In this experiment, we used again the Naive Bayes, J48 and SVM classifiers. Table 5 shows the results obtained for the three classification algorithms. We can see that the use of recent HTML forms are not producing important changes in the accuracy obtained for these algorithms. This situation demonstrates that our feature selection and WQIs identification strategy is still valid for current HTML forms.

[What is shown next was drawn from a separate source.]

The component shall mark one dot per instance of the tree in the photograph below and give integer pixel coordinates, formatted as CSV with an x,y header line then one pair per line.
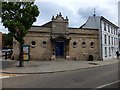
x,y
18,17
7,40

Table 5 Comparison of accuracy obtained by the Naive Bayes, J48 and SVM classifiers using recent datasets

8 Conclusions

Web Query Interfaces (WQIs) allow to access Hidden-Web databases and retrieve useful information that is not reachable by traditional search engines. The automatic identification of WQIs is a complex task given the heterogeneity in their design, style, semantic content among others. This work presented a new strategy for automatic identification and classification of WQIs, its performance was evaluated by carrying out three experiments using different corpora of HTML forms. The proposed strategy makes an adequate selection of HTML elements and extracts them from HTML forms that were filtered by the application of eight rules. These control elements are used to characterize the HTML forms and create characteristic vectors that are used by supervised classification algorithms that will help to determine if the web form is or not a WQI. We used a prototypes selection algorithm by clustering (PSC) for removing irrelevant or redundant data in the training set. The supervised classifier uses characteristic vectors that contain information about control elements of HTML forms contained in Web pages such as the number of textboxes, command buttons, labels, the presence of keywords as “submit”, “search”,“get”, or “post”, etc. We obtained better level of accuracy compared with previously reported works. This improvement was mainly due to an adequate selection of contro elements together with the eight rules defined to filter non-WQIs. The selection of elements allowed a high level of characterization of WQIs providing only those HTML elements that offer relevant information for their identification. The rules allowed discarding HTML forms that do not emit queries to Hidden-Web databases.

The results reported in this work give evidence of the effectiveness and usefulness of the proposed strategy. Future work will involve the classification of WQIs for specific domains.